Ils ont l'air d'hommes normaux à l'extérieur, mais, à l'intérieur, ils souffrent d'un trouble appelé pédophilie dans le Manuel diagnostique et statistique des troubles mentaux. La pédophilie est un trouble mental terrible. Nous ne discutons pas assez du traitement de ce trouble. Souvent, la pédophilie est diagnostiquée à l'adolescence. Des signes apparaissent et ces derniers peuvent être des signaux. Si nous les décelions suffisamment tôt, nous pourrions éviter les abus sexuels. Si nous pouvions déceler les signes de ce trouble à l'adolescence, nous pourrions nous attaquer à la racine du problème.
Nous devons nous attaquer à la racine du problème, parce que nous pourrions empêcher que ces hommes, et parfois ces femmes, ne commettent des abus sexuels. Nous devons nous concentrer sur la cause. Nous devons élaborer un plan de prévention des abus sexuels.

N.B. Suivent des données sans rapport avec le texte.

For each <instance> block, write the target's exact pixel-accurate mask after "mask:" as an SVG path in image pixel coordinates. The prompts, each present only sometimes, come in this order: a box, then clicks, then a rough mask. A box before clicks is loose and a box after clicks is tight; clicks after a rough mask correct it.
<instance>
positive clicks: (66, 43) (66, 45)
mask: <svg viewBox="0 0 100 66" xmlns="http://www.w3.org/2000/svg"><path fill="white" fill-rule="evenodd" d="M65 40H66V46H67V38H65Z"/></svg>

Le projet de loi C-26 propose d'excellentes mesures à prendre pour punir ceux ayant abusé d'un enfant. Nous les mettrions en prison et nous inscririons leur nom dans une base de données. Nous devons toutefois prendre des mesures pour trouver un moyen d'éviter que des enfants soient abusés en premier lieu.
Pour y parvenir, nous devons avoir une discussion franche. Nous devons arrêter de dire que ce sont de parfaits étrangers qui abusent des enfants. Nous connaissons les statistiques. Beaucoup d'études ont été réalisées. Nous devons vraiment affecter les ressources à la racine du problème et commencer à avoir des discussions franches avec notre famille et nos voisins sur les racines des abus sexuels.
Nous devons commencer à nous attaquer à la racine du problème, afin que les sept millions d'enfants du Canada, la prochaine génération, comme je l'ai dit, subissent moins d'abus et que nous puissions, je l'espère, éradiquer ce problème de notre société.